Marcin Banaszak 10 września 1922 roku w Solcu ożenił się z Marianną Kleczewską, która była służącą w majątku dziedzica Skrzypkowskiego.
- Podczas pobytu w Sulęcinie Marcin Banaszak był członkiem czynnym tamtejszej Ochotniczej Straży Pożarnej Stowarzyszenia Wyższej Użyteczności w Sulęcinie, gdzie wraz z rodziną mieszkał do 1938 roku. Następnie przeprowadził się do Jarosławca, gdzie mieszkał do końca swoich dni – wyjaśnia Paweł Świetlik z żoną.
Związał się z rolnictwem
Do wybuchu II wojny światowej i podczas okupacji pracował w Jarosławcu jako robotnik rolny. Nie uczestniczył w walkach oraz nie należał do podziemia niepodległościowego. Po zakończeniu wojny nadal pracował w rolnictwie i podjął pracę w PGR Jarosławiec, gdzie zajmował stanowisko chlewmistrza.

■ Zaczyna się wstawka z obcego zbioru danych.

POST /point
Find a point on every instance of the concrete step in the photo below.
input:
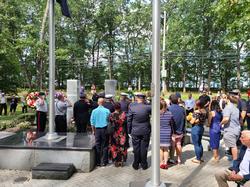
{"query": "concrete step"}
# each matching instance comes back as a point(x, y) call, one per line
point(56, 171)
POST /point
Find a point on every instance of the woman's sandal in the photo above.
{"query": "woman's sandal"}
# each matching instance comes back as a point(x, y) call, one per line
point(196, 161)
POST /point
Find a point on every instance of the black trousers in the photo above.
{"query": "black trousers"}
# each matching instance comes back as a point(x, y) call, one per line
point(3, 107)
point(24, 109)
point(101, 143)
point(61, 123)
point(41, 118)
point(81, 125)
point(188, 111)
point(140, 149)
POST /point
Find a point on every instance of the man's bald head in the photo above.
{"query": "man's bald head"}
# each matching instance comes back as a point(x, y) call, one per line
point(101, 101)
point(245, 138)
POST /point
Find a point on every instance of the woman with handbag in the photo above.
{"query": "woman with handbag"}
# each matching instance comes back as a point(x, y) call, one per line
point(117, 145)
point(197, 120)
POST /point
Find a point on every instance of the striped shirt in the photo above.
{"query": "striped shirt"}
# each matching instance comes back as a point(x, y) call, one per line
point(99, 117)
point(166, 123)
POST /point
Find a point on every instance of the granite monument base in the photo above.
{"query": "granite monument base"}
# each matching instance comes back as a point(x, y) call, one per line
point(18, 153)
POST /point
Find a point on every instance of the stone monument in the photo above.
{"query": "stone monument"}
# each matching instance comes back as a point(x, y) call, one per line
point(73, 91)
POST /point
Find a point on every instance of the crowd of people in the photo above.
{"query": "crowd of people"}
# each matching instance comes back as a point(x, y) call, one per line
point(113, 123)
point(12, 104)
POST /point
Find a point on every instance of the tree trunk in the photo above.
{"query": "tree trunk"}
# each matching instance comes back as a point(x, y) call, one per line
point(238, 65)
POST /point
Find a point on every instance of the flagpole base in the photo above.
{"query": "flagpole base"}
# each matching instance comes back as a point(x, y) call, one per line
point(146, 184)
point(51, 136)
point(149, 184)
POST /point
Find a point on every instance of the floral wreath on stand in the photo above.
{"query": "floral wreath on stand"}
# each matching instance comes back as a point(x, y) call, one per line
point(31, 99)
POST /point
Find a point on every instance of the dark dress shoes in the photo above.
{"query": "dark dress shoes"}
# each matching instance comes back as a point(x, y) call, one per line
point(136, 167)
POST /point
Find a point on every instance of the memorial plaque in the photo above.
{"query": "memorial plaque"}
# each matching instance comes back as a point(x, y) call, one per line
point(110, 87)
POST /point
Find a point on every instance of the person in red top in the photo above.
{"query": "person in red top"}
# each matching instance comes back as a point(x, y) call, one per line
point(248, 110)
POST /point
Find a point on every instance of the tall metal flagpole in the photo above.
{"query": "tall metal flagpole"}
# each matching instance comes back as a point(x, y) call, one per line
point(51, 134)
point(155, 89)
point(163, 73)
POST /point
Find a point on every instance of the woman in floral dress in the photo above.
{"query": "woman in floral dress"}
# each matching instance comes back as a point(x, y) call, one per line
point(117, 146)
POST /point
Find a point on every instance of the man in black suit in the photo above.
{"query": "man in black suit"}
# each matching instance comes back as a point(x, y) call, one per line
point(139, 127)
point(240, 172)
point(81, 113)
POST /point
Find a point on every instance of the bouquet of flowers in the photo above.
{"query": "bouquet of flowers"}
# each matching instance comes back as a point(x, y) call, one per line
point(58, 94)
point(31, 99)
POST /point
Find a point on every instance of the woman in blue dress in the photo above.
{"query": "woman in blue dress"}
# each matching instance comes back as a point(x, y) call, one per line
point(214, 119)
point(166, 128)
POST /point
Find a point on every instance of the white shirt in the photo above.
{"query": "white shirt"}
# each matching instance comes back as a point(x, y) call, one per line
point(3, 100)
point(41, 106)
point(61, 108)
point(244, 165)
point(190, 103)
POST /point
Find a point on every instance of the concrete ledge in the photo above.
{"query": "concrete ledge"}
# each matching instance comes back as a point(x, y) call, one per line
point(25, 159)
point(55, 171)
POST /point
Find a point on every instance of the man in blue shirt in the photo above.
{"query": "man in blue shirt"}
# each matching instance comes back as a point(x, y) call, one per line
point(99, 122)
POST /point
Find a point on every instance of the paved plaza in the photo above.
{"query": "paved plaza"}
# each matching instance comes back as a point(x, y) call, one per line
point(185, 175)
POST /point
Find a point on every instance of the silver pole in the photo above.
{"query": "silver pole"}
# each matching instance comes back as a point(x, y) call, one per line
point(163, 55)
point(155, 179)
point(51, 134)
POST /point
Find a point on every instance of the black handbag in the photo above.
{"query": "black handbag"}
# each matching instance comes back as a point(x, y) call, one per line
point(110, 128)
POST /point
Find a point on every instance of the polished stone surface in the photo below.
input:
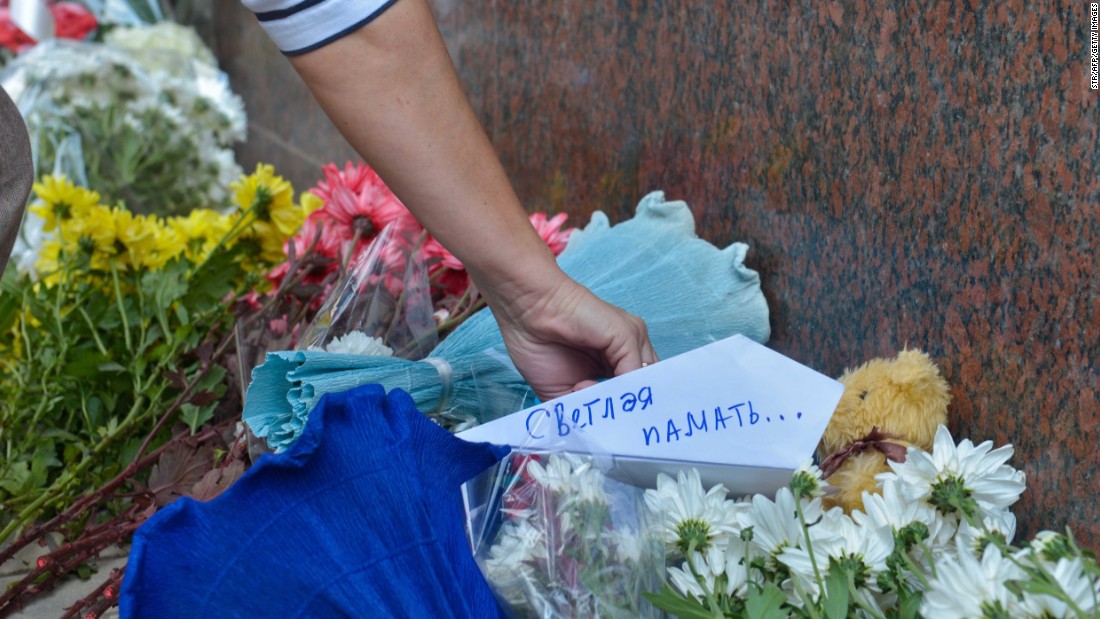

- Pradziadek był też członkiem czynnym OSP Jarosławiec i obsługiwał konny wóz pożarniczy z sikawką, a później, z racji wieku, został honorowym członkiem straży pożarnej i nie brał już udziału w akcjach ratowniczo-gaśniczych. Posiadał liczne odznaczenia pożarnicze. Żona zmarła mu w 1951 roku – tłumaczy Magdalena Świetlik.
- Wyplatał też wiklinowe kosze i koszyki, a następnie sprzedawał je lub obdarowywał nimi rodzinę lub znajomych. Umiał oprawiać też zwierzynę np. świnie i pomagał mieszkańcom w tej dziedzinie. Lubił wycieczki. Od 1 marca 1937 roku był członkiem Związku Weteranów Powstań Narodowych 1914/18. Należał też później do PZPR-u i ZBOWID-u – wspomina Paweł Świetlik i Magdalena Świetlik.
Marcin Banaszak odszedł na wieczną wartę 4 listopada 1979 roku w Środzie. Został pochowany na średzkim cmentarzu na Kwaterze Powstańców Wielkopolskich.